David Williams is the 2015 recipient of Sigma Xi's William Procter Prize for Scientific Achievement. The prize has been awarded annually to a scientist who has made an outstanding contribution to scientific research and has demonstrated an ability to communicate the significance of this research to scientists in other disciplines.
In addition to a statute, monetary award, and honorarium, the recipient designates a younger scientist to receive a grant-in-aid of research. Williams selected Sarah Walters, a PhD student in the Institute of Optics and Center for Visual Science at the University of Rochester.
Williams received his PhD from the University of California, San Diego in 1979.
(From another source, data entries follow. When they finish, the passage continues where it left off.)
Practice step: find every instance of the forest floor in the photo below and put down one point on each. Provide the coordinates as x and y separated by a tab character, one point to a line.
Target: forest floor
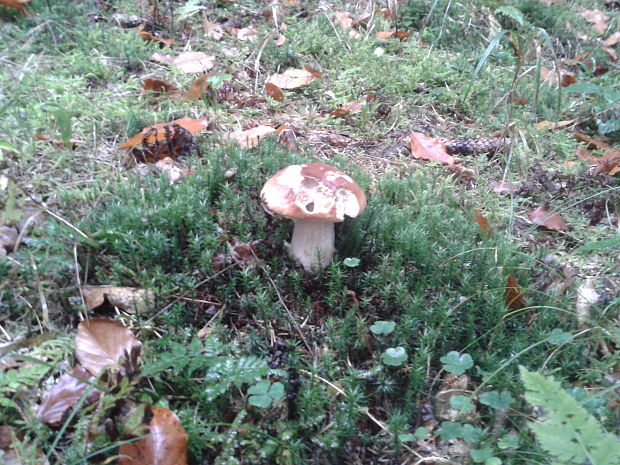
135	138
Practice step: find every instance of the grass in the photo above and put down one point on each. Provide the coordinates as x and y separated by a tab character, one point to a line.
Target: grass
424	263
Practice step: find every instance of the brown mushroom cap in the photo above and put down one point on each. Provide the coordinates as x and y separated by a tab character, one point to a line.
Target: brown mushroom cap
313	191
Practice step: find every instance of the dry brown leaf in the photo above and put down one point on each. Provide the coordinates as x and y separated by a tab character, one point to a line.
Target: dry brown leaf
57	142
161	58
482	222
165	445
612	39
212	30
597	18
292	78
427	148
172	170
157	132
554	124
343	18
545	217
198	87
147	36
251	137
274	92
158	87
247	34
194	62
101	343
502	187
515	298
18	5
64	395
128	299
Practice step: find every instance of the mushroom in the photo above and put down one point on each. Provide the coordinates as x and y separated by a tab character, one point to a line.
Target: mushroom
316	196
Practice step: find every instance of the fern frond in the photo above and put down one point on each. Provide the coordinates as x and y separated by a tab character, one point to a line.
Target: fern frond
566	430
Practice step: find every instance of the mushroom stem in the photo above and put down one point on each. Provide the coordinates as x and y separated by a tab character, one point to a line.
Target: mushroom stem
312	244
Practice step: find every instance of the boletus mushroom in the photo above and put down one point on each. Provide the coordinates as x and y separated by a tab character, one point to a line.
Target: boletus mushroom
315	196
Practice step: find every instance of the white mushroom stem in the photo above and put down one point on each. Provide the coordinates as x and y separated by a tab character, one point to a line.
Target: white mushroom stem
312	244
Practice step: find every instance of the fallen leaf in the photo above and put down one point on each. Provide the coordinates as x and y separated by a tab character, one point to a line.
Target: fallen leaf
612	39
101	343
292	78
251	137
194	62
158	87
515	298
554	124
545	217
129	299
247	34
64	395
586	297
502	187
147	36
343	18
18	5
274	92
315	72
198	87
482	222
212	30
427	148
599	144
157	132
597	18
161	58
165	445
172	170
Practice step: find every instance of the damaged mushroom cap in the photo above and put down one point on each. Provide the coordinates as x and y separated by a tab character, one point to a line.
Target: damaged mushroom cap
313	191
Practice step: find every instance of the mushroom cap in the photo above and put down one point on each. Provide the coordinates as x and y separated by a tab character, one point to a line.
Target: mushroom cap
313	191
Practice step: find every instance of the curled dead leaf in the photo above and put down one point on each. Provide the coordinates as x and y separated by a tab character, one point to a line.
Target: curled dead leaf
60	399
101	342
274	92
427	148
292	78
545	217
166	443
194	62
128	299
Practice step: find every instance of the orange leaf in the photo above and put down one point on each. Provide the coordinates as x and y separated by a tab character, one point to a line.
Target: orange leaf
17	4
547	218
165	445
515	299
158	131
65	394
194	62
101	343
147	36
274	92
482	222
427	148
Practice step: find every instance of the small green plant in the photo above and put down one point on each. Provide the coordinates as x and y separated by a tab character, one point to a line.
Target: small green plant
394	356
263	393
566	430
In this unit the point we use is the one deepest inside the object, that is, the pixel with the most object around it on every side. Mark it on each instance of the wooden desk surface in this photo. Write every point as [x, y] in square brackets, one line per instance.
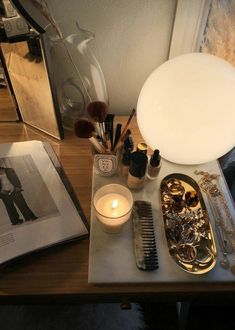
[59, 274]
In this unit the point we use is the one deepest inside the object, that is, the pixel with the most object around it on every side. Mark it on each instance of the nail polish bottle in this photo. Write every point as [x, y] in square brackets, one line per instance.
[142, 147]
[137, 170]
[154, 165]
[126, 158]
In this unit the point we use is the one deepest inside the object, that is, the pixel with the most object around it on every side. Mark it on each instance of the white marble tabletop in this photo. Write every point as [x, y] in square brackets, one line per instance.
[111, 256]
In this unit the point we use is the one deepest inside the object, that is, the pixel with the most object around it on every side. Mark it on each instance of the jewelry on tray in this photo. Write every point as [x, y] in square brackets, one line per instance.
[224, 223]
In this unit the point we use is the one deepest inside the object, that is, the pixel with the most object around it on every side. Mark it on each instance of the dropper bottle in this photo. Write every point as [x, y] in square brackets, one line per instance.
[154, 165]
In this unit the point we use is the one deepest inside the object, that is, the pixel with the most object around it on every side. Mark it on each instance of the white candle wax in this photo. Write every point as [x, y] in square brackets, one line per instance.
[113, 205]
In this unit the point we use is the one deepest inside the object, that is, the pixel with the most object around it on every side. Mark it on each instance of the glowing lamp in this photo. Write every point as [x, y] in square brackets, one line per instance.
[186, 108]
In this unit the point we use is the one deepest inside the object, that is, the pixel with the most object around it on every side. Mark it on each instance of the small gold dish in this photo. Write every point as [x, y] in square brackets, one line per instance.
[187, 226]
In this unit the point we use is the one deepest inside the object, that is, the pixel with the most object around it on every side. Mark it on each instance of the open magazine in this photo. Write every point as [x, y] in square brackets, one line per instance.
[38, 207]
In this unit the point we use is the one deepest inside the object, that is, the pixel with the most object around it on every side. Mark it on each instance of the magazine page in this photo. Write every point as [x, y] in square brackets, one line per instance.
[36, 210]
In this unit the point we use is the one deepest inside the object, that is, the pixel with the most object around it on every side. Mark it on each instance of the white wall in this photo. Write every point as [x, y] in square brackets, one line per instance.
[132, 38]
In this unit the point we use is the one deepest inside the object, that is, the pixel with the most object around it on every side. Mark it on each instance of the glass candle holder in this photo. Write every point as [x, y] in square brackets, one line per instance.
[113, 205]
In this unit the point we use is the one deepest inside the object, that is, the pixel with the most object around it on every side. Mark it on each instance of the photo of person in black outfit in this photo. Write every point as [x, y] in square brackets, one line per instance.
[11, 195]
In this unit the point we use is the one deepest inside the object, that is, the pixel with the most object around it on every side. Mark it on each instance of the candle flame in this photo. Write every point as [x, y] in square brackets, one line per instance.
[114, 203]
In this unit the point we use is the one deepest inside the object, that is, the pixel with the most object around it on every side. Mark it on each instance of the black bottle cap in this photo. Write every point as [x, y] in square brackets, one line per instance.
[126, 157]
[138, 164]
[155, 158]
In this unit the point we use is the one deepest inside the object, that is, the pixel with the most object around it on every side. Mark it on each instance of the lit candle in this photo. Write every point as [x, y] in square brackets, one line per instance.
[113, 204]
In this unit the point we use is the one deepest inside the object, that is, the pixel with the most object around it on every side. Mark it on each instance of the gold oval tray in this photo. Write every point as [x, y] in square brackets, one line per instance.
[187, 227]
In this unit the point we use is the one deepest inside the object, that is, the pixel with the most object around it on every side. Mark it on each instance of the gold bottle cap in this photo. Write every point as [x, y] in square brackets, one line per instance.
[142, 147]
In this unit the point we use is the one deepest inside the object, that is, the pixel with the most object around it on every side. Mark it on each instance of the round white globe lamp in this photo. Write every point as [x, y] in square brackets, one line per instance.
[186, 108]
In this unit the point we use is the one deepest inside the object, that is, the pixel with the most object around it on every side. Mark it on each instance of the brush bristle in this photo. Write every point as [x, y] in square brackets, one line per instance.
[84, 128]
[98, 111]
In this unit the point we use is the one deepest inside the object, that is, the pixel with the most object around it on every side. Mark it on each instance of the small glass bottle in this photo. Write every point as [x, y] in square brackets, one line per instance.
[126, 158]
[154, 165]
[142, 147]
[137, 170]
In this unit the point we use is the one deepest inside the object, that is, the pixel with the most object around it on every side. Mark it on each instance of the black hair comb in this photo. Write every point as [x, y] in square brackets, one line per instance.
[144, 236]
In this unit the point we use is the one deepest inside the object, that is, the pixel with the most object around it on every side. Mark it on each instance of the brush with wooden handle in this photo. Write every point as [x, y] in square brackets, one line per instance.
[98, 111]
[86, 130]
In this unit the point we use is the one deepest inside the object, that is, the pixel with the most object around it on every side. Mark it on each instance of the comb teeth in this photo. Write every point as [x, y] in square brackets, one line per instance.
[144, 237]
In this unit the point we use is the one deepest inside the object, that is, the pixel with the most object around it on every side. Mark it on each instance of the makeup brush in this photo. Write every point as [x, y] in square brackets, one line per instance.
[85, 129]
[98, 111]
[117, 135]
[127, 124]
[121, 140]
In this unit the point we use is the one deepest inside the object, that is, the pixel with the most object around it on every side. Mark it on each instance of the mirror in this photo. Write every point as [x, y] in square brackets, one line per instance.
[27, 63]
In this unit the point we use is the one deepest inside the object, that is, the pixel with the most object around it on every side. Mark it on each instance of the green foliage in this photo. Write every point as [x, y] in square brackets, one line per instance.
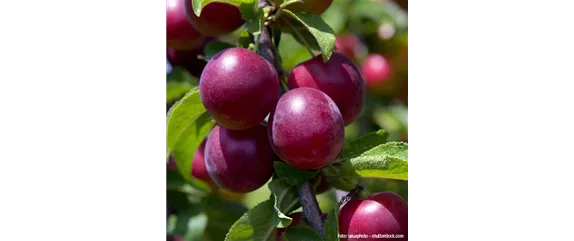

He was a postdoctoral fellow at Bell Laboratories, Murray Hill in 1980 and joined
the University of Rochester in 1981, where he has an appointment in the Institute
of Optics as well as in the departments of Brain and Cognitive Sciences,
Biomedical Engineering, and Ophthalmology. He is currently the William G. Allyn
Professor of Medical Optics. Since 1991, Williams has served as Director of
Rochester’s Center for Visual Science, an interdisciplinary research program of
32 faculty interested in the mechanisms of human vision. In 2011, he was
appointed Dean for Research of Arts, Science, and Engineering where he is
responsible for maximizing opportunities for faculty research and scholarship.
Williams's research marshals optical technology to address questions about the
fundamental limits of human vision. His research team demonstrated the first
adaptive optics system for the eye, showing that vision can be improved beyond
that provided by conventional spectacles. This work lead to wavefront-guided
refractive surgery used throughout the world today.
More recently, his group has
been deploying adaptive optics to obtain microscopic images with unprecedented
resolution in the living eye, which is providing a new way to study blinding
diseases of the retina and accelerate the development of therapies for them.
Williams is a Fellow of the Optical Society of America, the American Association
for the Advancement of Science, and the Association for Research in Vision and
Ophthalmology. Awards he has received include the OSA Edgar G. Tillyer Award
in 1998, the Association for Research in Vision and Ophthalmology’s
Friedenwald Award in 2006, the Bressler Prize from the Jewish Guild for the
Blind in 2007, and the Champalimaud Vision Award in 2012.